E-CADHERIN mRNA IS DIFFERENTIALLY EXPRESSED DURING CACO-2 CELL DIFFERENTIATION: IDENTIFICATION BY DIFFERENTIAL DISPLAY AND ANALYSIS OF PROMOTER FUNCTION

Abstract

Caco-2 cells differentiate spontaneously during culture, taking on morphologic and biochemical properties of mature small bowel enterocytes. To identify putative differentiation-regulating mRNAs, we used a differential display of mRNA technique (RAP PCR) to analyze multiple transcripts expressed during epithelial differentiation of Caco-2 cells. METHODS: RAP-PCR was performed on poly-A+ RNA purified from Caco-2 cells at days 3,5,7,9, and 12 of culture. A random primer was used under low stringency conditions for first-strand cDNA synthesis.

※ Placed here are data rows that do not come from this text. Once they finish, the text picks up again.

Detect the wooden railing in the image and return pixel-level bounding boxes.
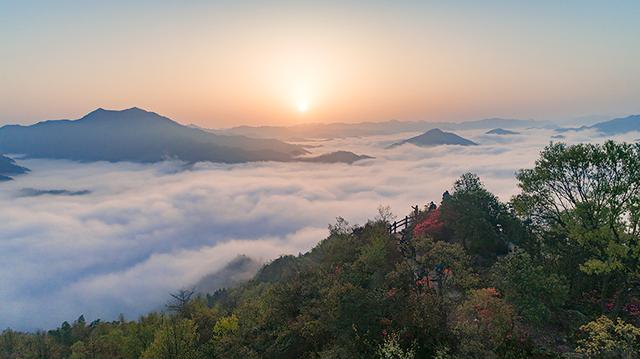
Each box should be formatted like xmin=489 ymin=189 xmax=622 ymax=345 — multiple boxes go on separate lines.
xmin=388 ymin=215 xmax=416 ymax=234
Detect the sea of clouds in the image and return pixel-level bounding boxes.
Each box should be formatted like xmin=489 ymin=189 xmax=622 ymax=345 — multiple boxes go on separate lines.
xmin=0 ymin=130 xmax=639 ymax=330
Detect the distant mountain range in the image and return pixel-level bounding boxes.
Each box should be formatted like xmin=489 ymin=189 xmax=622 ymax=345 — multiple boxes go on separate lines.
xmin=214 ymin=118 xmax=548 ymax=140
xmin=485 ymin=128 xmax=520 ymax=135
xmin=390 ymin=128 xmax=477 ymax=147
xmin=0 ymin=155 xmax=29 ymax=181
xmin=556 ymin=115 xmax=640 ymax=135
xmin=300 ymin=151 xmax=373 ymax=164
xmin=0 ymin=108 xmax=370 ymax=163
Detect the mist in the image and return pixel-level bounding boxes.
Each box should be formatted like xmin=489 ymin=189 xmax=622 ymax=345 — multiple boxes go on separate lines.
xmin=0 ymin=129 xmax=640 ymax=330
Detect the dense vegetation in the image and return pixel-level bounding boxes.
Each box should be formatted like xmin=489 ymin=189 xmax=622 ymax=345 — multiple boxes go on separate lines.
xmin=0 ymin=142 xmax=640 ymax=359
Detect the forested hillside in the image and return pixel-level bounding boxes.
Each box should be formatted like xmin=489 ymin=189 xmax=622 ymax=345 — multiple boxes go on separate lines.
xmin=0 ymin=142 xmax=640 ymax=359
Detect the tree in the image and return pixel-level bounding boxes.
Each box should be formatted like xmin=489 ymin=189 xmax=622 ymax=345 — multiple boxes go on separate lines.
xmin=576 ymin=316 xmax=640 ymax=359
xmin=141 ymin=317 xmax=199 ymax=359
xmin=492 ymin=250 xmax=568 ymax=324
xmin=440 ymin=173 xmax=524 ymax=261
xmin=512 ymin=141 xmax=640 ymax=312
xmin=452 ymin=288 xmax=514 ymax=358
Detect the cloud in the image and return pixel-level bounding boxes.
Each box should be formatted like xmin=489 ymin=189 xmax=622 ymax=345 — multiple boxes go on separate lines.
xmin=0 ymin=130 xmax=638 ymax=330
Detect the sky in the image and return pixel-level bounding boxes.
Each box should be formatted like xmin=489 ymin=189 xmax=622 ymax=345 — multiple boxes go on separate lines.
xmin=6 ymin=129 xmax=640 ymax=330
xmin=0 ymin=0 xmax=640 ymax=128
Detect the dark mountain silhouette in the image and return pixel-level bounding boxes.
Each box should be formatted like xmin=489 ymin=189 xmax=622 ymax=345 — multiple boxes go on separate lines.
xmin=485 ymin=128 xmax=520 ymax=135
xmin=390 ymin=128 xmax=477 ymax=147
xmin=0 ymin=155 xmax=29 ymax=181
xmin=300 ymin=151 xmax=373 ymax=164
xmin=216 ymin=118 xmax=546 ymax=140
xmin=0 ymin=108 xmax=316 ymax=163
xmin=556 ymin=115 xmax=640 ymax=135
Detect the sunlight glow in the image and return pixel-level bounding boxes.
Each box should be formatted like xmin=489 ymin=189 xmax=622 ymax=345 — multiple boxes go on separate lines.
xmin=296 ymin=99 xmax=309 ymax=112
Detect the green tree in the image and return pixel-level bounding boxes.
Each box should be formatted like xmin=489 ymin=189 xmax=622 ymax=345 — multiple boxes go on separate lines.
xmin=440 ymin=173 xmax=524 ymax=261
xmin=576 ymin=316 xmax=640 ymax=359
xmin=141 ymin=317 xmax=200 ymax=359
xmin=451 ymin=288 xmax=514 ymax=358
xmin=512 ymin=141 xmax=640 ymax=311
xmin=492 ymin=250 xmax=568 ymax=324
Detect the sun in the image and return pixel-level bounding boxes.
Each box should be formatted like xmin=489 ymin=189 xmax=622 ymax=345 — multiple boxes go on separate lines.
xmin=296 ymin=99 xmax=309 ymax=113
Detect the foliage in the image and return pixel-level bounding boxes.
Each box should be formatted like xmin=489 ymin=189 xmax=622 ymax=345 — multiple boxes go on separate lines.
xmin=452 ymin=288 xmax=514 ymax=358
xmin=493 ymin=250 xmax=568 ymax=325
xmin=376 ymin=333 xmax=416 ymax=359
xmin=576 ymin=316 xmax=640 ymax=358
xmin=0 ymin=142 xmax=640 ymax=359
xmin=440 ymin=173 xmax=523 ymax=262
xmin=513 ymin=141 xmax=640 ymax=312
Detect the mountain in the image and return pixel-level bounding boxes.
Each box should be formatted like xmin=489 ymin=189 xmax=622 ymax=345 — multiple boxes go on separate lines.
xmin=485 ymin=128 xmax=520 ymax=135
xmin=216 ymin=118 xmax=545 ymax=140
xmin=0 ymin=155 xmax=29 ymax=181
xmin=194 ymin=255 xmax=262 ymax=293
xmin=0 ymin=108 xmax=308 ymax=163
xmin=556 ymin=115 xmax=640 ymax=135
xmin=589 ymin=115 xmax=640 ymax=135
xmin=390 ymin=128 xmax=477 ymax=147
xmin=300 ymin=151 xmax=373 ymax=164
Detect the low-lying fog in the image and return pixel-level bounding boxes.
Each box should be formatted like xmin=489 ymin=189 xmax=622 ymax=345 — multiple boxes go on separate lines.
xmin=0 ymin=130 xmax=639 ymax=330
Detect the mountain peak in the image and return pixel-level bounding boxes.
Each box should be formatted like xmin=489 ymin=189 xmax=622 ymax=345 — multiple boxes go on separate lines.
xmin=391 ymin=128 xmax=477 ymax=147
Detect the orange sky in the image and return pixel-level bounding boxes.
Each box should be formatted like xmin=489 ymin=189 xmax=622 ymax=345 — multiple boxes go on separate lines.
xmin=0 ymin=1 xmax=640 ymax=127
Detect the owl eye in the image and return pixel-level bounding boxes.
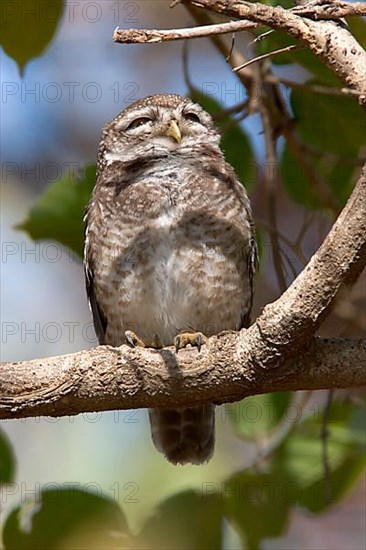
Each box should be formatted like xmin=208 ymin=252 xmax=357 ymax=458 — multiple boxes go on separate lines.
xmin=126 ymin=116 xmax=151 ymax=130
xmin=183 ymin=112 xmax=201 ymax=123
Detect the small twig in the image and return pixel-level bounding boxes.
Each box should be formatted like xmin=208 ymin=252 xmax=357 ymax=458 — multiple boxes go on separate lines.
xmin=321 ymin=390 xmax=333 ymax=504
xmin=113 ymin=21 xmax=258 ymax=44
xmin=233 ymin=44 xmax=302 ymax=73
xmin=265 ymin=75 xmax=361 ymax=97
xmin=182 ymin=40 xmax=194 ymax=93
xmin=225 ymin=33 xmax=235 ymax=63
xmin=252 ymin=29 xmax=275 ymax=46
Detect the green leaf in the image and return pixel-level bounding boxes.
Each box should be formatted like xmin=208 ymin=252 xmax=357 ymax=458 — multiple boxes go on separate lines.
xmin=0 ymin=430 xmax=15 ymax=485
xmin=273 ymin=402 xmax=365 ymax=512
xmin=190 ymin=89 xmax=257 ymax=191
xmin=3 ymin=486 xmax=129 ymax=550
xmin=291 ymin=88 xmax=366 ymax=157
xmin=17 ymin=164 xmax=96 ymax=257
xmin=281 ymin=145 xmax=355 ymax=209
xmin=226 ymin=392 xmax=292 ymax=439
xmin=138 ymin=492 xmax=222 ymax=550
xmin=222 ymin=471 xmax=291 ymax=550
xmin=1 ymin=0 xmax=63 ymax=73
xmin=281 ymin=89 xmax=366 ymax=208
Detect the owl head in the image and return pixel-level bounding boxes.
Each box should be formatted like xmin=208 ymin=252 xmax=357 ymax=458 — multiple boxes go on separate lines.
xmin=99 ymin=94 xmax=220 ymax=165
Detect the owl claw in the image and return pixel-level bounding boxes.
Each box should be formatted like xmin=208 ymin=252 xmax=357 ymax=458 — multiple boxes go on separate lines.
xmin=174 ymin=332 xmax=207 ymax=353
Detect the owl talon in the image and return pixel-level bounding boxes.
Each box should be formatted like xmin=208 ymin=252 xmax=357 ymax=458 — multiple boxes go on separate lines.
xmin=174 ymin=332 xmax=207 ymax=353
xmin=125 ymin=330 xmax=146 ymax=348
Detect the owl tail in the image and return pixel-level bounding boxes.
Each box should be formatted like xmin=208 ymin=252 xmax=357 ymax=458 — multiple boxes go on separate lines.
xmin=149 ymin=404 xmax=215 ymax=464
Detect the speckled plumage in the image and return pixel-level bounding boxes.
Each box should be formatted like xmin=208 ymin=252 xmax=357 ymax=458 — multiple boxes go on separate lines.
xmin=85 ymin=95 xmax=256 ymax=464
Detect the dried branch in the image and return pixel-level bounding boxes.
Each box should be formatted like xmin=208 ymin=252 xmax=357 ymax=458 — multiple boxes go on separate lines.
xmin=113 ymin=0 xmax=366 ymax=44
xmin=0 ymin=338 xmax=366 ymax=419
xmin=183 ymin=0 xmax=366 ymax=101
xmin=113 ymin=21 xmax=258 ymax=44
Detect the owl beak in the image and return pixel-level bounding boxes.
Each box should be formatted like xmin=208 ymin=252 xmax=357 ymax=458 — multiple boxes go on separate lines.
xmin=164 ymin=120 xmax=182 ymax=143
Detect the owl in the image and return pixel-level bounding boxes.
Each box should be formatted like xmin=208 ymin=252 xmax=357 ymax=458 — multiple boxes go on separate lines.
xmin=84 ymin=94 xmax=256 ymax=464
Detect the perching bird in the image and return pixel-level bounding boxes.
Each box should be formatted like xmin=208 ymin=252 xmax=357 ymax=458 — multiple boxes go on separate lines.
xmin=85 ymin=94 xmax=256 ymax=464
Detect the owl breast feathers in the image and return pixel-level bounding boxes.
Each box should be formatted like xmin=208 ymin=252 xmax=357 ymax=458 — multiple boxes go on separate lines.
xmin=85 ymin=95 xmax=256 ymax=464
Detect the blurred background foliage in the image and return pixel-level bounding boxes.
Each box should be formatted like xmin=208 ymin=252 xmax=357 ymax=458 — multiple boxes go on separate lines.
xmin=0 ymin=0 xmax=366 ymax=550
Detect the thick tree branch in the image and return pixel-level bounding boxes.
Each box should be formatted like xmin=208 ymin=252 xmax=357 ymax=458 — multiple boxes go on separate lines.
xmin=0 ymin=338 xmax=366 ymax=419
xmin=0 ymin=168 xmax=366 ymax=418
xmin=186 ymin=0 xmax=366 ymax=99
xmin=113 ymin=1 xmax=366 ymax=44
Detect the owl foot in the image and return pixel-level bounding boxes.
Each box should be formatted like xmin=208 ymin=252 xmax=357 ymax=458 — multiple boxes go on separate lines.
xmin=125 ymin=330 xmax=164 ymax=349
xmin=125 ymin=330 xmax=146 ymax=348
xmin=174 ymin=332 xmax=207 ymax=353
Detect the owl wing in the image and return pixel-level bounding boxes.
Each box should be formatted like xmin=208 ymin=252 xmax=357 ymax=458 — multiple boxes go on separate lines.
xmin=83 ymin=206 xmax=107 ymax=344
xmin=84 ymin=260 xmax=107 ymax=344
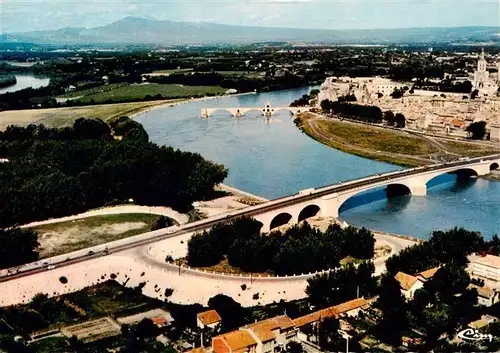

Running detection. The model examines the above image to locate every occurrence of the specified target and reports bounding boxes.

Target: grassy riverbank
[0,100,180,130]
[295,113,500,166]
[60,83,227,104]
[295,113,438,166]
[31,213,163,258]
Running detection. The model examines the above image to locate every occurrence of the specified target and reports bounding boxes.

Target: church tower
[473,48,490,89]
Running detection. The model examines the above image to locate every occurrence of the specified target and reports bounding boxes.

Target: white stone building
[472,49,500,96]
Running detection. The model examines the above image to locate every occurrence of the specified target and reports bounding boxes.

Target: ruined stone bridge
[201,102,311,118]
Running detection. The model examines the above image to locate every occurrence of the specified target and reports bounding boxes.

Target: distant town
[0,10,500,353]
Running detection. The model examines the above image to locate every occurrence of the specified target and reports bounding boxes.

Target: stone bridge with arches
[201,102,311,118]
[247,155,500,232]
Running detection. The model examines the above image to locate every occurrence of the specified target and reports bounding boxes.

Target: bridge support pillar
[321,193,341,218]
[411,184,427,196]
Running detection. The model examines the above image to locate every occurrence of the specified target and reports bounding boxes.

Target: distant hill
[0,17,500,45]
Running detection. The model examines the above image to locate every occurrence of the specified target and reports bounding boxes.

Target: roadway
[0,154,500,283]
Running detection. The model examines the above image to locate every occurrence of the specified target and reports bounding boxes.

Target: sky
[0,0,500,33]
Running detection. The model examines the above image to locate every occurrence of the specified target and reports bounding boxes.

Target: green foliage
[386,228,484,275]
[321,100,383,123]
[306,262,376,308]
[186,231,223,267]
[110,116,149,142]
[0,75,17,88]
[424,265,470,303]
[466,121,486,140]
[0,228,40,268]
[187,217,375,275]
[318,317,343,352]
[208,294,247,332]
[375,274,408,346]
[151,216,174,230]
[0,119,227,227]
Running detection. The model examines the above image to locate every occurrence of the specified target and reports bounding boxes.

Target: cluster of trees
[0,228,40,268]
[0,118,227,227]
[414,78,472,94]
[375,263,480,351]
[386,228,485,275]
[290,89,319,107]
[321,99,383,124]
[306,261,377,308]
[0,75,17,88]
[187,218,375,275]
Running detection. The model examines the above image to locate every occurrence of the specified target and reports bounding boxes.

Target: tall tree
[376,274,408,346]
[0,228,40,268]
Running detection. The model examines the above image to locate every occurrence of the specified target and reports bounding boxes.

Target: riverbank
[295,113,437,167]
[0,92,254,130]
[294,113,500,169]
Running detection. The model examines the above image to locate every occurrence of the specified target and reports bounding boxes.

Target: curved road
[0,154,500,282]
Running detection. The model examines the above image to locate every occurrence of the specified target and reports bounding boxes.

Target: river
[0,75,50,94]
[137,88,500,238]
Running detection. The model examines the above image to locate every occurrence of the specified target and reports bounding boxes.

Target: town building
[211,298,369,353]
[212,315,297,353]
[472,49,500,96]
[467,254,500,288]
[416,267,439,283]
[196,310,222,329]
[293,298,370,342]
[394,271,424,300]
[467,284,499,306]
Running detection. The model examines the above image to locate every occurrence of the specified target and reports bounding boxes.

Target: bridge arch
[208,108,238,116]
[298,204,321,222]
[269,212,293,230]
[425,167,479,186]
[338,182,414,212]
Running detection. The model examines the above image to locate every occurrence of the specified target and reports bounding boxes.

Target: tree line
[0,117,227,266]
[0,75,17,88]
[321,96,406,128]
[386,228,486,275]
[187,217,375,275]
[321,99,383,124]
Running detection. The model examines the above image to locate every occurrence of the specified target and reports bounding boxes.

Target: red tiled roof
[198,310,221,325]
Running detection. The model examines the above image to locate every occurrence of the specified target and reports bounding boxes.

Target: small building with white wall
[196,310,222,329]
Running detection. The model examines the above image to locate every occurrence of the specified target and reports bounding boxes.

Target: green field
[144,68,193,76]
[69,83,226,104]
[31,213,166,258]
[58,83,128,98]
[439,139,500,157]
[317,120,438,155]
[295,113,437,166]
[0,100,177,130]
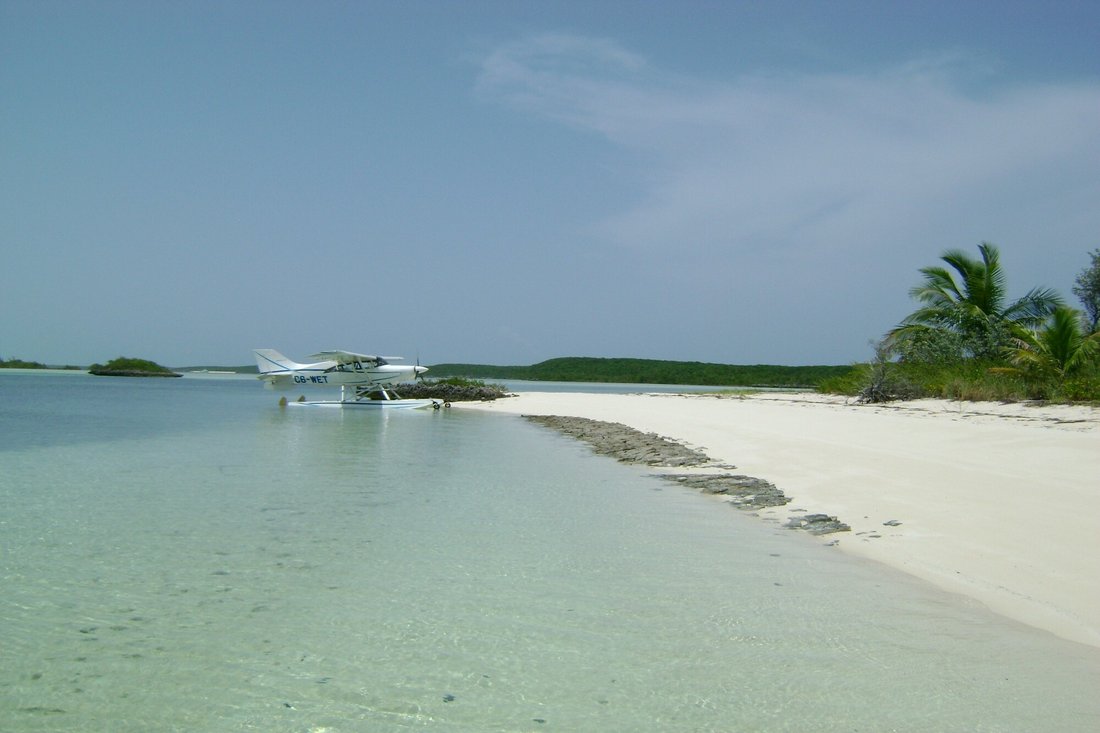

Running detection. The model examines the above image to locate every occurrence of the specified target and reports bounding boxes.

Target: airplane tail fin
[252,349,300,374]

Subsequent amplification of the resulting wide range of cDNAs was performed using the same primer. Individual bands of interest were cut from the gel and cloned into pCDNA. To verify the expression pattern during differentiation, Northern blot analysis was next performed, using clones of interest as the probe. Electrophoretic mobility shift assay (EMSA) was performed for one such clone, E-cadherin, using nuclear proteins isolated during Caco-2 cell differentiation and oligonucleotide probes derived from an E-cadherin promoter SP-1 site. Activity of this promoter in Caco-2 cells was measured using transient transfection of an E-cadherin-green fluorescent protein plasmid construct (pEGFP-Ecad). RESULTS: One band identified by RAP-PCR was prominently expressed at day 3 and again at days 9 and 12, suggesting a possible regulatory role. Sequence analysis of this clone identified it as being human E-cadherin, a cell adhesion molecule known to be important in regulation of the epithelial phenotype. EMSA analysis demonstrated multiple shifted bands which varied during differentiation. Two such bands were present when E-cadherin expression was low, and may represent inhibitory transcription factors. Another was present in a pattern mirroring cadherin mRNA expression, likely representing a transcription-enhancing factor. Caco-2 cells were next shown to activate the E-cadherin promoter when transfected with pEGFP-Ecad. CONCLUSIONS: E-cadherin mRNA is expressed by Caco-2 cells in a differentiation-dependent manner. E-cadherin promoter activity is regulated in a parallel fashion, suggesting direct transcriptional control of E-cadherin expression. E-cadherin is likely an important regulator of Caco-2 cell differentiation.